La deuxième vague de l’Observatoire des Acteurs du Travail, réalisé par Ipsos pour l’Institut Manpower et destiné à mesurer le moral des salariés et des chefs d’entreprise ainsi que leurs attentes pour l’avenir, met en évidence l’amélioration de leur état d’esprit, la stabilité de leurs préoccupations – un plus fort pouvoir d’achat – et une aspiration encore plus forte qu’en novembre dernier au changement et à la mise en place de réformes.

I. Amélioration du moral des salariés, persistance de leur préoccupation à l’égard des salaires

Le moral des salariés s’améliore

Le moral des salariés semble un peu meilleur qu’en novembre dernier, où ils se montraient largement pessimistes. Globalement, lorsqu’on leur demande quels sont les sentiments qui résument le mieux leur état d’esprit, les salariés citent davantage des sentiments positifs (71% ; +5 points) que négatifs (56% ; -6 points).

En novembre dernier, les salariés se montraient partagés entre inquiétude (35%) et motivation (33%). Aujourd’hui ils sont toujours partagés entre ces deux sentiments, mais la motivation (35% ; +2 points) arrive désormais devant l’inquiétude (31% ; -4 points), signe d’un certain regain d’optimisme en ce début d’année, même si l’inquiétude est toujours élevée et talonne de près la motivation. Les sentiments contrastés exprimés par les salariés sont donc toujours d’actualité, mais les sentiments positifs prennent légèrement le pas. Ainsi, les salariés se montrent plus satisfaits que lors de la précédente vague (30% ; +3 points) et moins stressés (23% ; -7 points).

Dans le détail, ce regain d’optimisme s’observe surtout chez les salariés les plus âgés, ceux-là même qui se montraient les plus inquiets en novembre dernier. Ainsi les plus de 35 ans se sentent plus motivés (34% ; +6 points), plus satisfaits (28% ; +7 points), moins inquiets (28% ; -11 points) et moins stressés (23% ; -9 points). Les salariés les plus jeunes, en revanche, semblent moins touchés par cette « sérénité » de début d’année. Si la motivation conserve la première place (37%), elle diminue (-4 points) et se retrouve désormais talonnée par l’inquiétude (35%), en nette progression (+6 points), au point de passer devant la satisfaction (33% ; -2 points). Notons également que le sentiment de colère, absent du « top 5 » des plus âgés, pointe à la cinquième place chez les plus jeunes et enregistre une progression de 5 points. Un jeune sur cinq (21%) se dit en colère, alors même que leur expérience de la vie active est encore minime. Ces derniers se montrent peut-être inquiets face à des projets de réforme qui les touchent directement, et qu’ils redoutent après l’épisode du CPE, en ayant peut-être le sentiment d’y avoir moins à gagner que leurs aînés.

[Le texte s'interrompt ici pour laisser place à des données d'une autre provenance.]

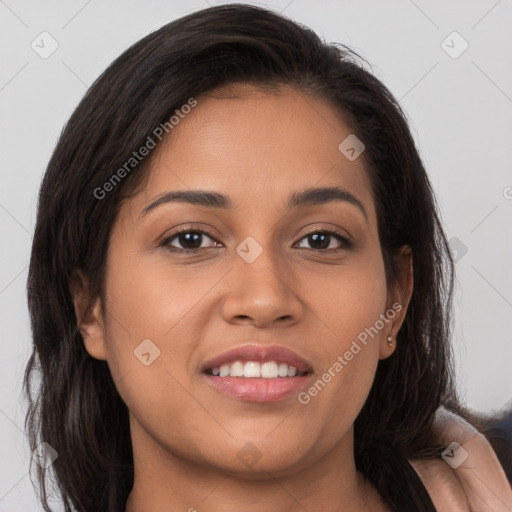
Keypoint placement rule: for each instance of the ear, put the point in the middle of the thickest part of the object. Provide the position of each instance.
(89, 316)
(399, 295)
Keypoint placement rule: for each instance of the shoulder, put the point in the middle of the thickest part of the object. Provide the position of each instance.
(468, 476)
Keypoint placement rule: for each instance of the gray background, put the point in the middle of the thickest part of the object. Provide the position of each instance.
(461, 115)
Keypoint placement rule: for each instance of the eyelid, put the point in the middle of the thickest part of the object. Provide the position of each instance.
(343, 237)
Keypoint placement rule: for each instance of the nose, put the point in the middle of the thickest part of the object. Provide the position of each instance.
(262, 293)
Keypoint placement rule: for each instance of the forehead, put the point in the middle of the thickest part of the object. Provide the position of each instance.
(256, 146)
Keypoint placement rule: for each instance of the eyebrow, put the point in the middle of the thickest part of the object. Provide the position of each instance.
(307, 197)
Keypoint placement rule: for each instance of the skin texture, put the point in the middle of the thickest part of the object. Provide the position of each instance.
(257, 148)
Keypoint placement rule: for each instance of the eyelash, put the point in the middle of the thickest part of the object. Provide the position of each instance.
(344, 241)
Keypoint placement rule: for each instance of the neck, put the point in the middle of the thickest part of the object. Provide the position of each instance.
(166, 481)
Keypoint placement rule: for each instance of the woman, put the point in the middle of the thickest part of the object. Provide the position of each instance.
(240, 288)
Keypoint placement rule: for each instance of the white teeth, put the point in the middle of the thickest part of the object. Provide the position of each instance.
(237, 369)
(283, 370)
(252, 369)
(269, 370)
(224, 370)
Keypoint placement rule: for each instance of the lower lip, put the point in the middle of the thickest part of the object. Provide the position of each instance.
(257, 389)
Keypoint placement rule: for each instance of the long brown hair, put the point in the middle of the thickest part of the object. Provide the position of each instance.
(76, 407)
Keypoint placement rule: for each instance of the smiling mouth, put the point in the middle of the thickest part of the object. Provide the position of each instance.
(255, 369)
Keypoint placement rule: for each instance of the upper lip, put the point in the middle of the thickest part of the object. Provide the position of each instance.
(261, 354)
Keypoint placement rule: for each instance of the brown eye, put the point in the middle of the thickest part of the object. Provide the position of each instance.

Leur principale préoccupation demeure la hausse des salaires…

La forte progression de la préoccupation à l’égard des salaires enregistrée en novembre dernier (45% ; + 9 points depuis février 2003 et +16 points depuis octobre 1996) est confirmée ce mois-ci. Il s’agit toujours de leur principale préoccupation (46% ; +1 point), loin devant le maintien de leur emploi (29% ; -3 points) et le temps consacré à leur travail (19%, inchangé). L’inquiétude à l’égard du pouvoir d’achat, soulignée par de nombreuses enquêtes d’opinion, trouve son écho auprès des salariés dans leur volonté de pouvoir toucher un salaire plus élevé leur permettant d’augmenter leur niveau de vie. En revanche, le chômage semble être une préoccupation moins importante, peut-être parce qu’ils se montrent sensibles à la baisse des chiffres du chômage.

En définitive, le temps de travail est une préoccupation mineure pour la plupart des salariés. Elle atteint son plus bas niveau depuis 1999 chez les salariés du public (20% ; -4 points). Seuls les cadres supérieurs (32%) continuent de la placer à un niveau supérieur à la moyenne (19%), mais il ne s’agit plus de leur principale préoccupation puisqu’elle arrive désormais auprès de cette catégorie en deuxième position derrière l’augmentation des salaires. 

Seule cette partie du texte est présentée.